Heterogeneity and selective targeting of neuronal nicotinic acetylcholine receptor (nAChR) subtypes expressed on retinal afferents of the superior colliculus and lateral geniculate nucleus: identification of a new native nAChR subtype alpha3beta2(alpha5 or beta3) enriched in retinocollicular afferents.

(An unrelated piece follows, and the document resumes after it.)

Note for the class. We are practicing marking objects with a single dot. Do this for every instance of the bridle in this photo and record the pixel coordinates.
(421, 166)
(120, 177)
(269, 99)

The activation of neuronal nicotinic acetylcholine receptors (nAChRs) has been implicated in the activity-dependent development and plasticity of retina and the refinement of retinal projections. Pharmacological and functional studies have also indicated that different presynaptic nAChRs can have a modulatory function in retinotectal synapses. We biochemically and pharmacologically identified the multiple nAChR subtypes expressed on retinal afferents of the superior colliculus (SC) and lateral geniculate nucleus (LGN). We found that the alpha6beta2(*) and alpha4(nonalpha6)beta2(*) nAChRs are the major receptor populations expressed in both SC and LGN. In addition, the LGN contains two minor populations of alpha2alpha6beta2(*) and alpha3beta2(*) subtypes, whereas the SC contains a relatively large population of a new native subtype, the alpha3beta2(alpha5/beta3) nAChR. This subtype binds the alpha-conotoxin MII with an affinity 50 times lower than that of the native alpha6beta2(*) subtype. Studies of tissues obtained from eye-enucleated animals allowed the identification of nAChRs expressed by retinal afferents: in SC alpha6beta2(*), alpha4alpha6beta2(*), and alpha3beta2(*) (approximately 45, 35, and 20%, respectively), in LGN, alpha4alpha6beta2(*), alpha6beta2(*), alpha4beta2(*), alpha2alpha6beta2(*), and alpha3beta2(*) (approximately 40, 30, 20, 5, and 5%, respectively). In both regions, more than 50% of nAChRs were not expressed by retinal afferents and belonged to the alpha4beta2(*) (90%) or alpha4alpha5beta2(*) (10%) subtypes. Moreover, studies of the SC tissues obtained from wild-type and alpha4, alpha6, and beta3 knockout mice confirmed and extended the data obtained in rat tissue and allowed a comprehensive dissection of the composition of nAChR subtypes present in this retinorecipient area.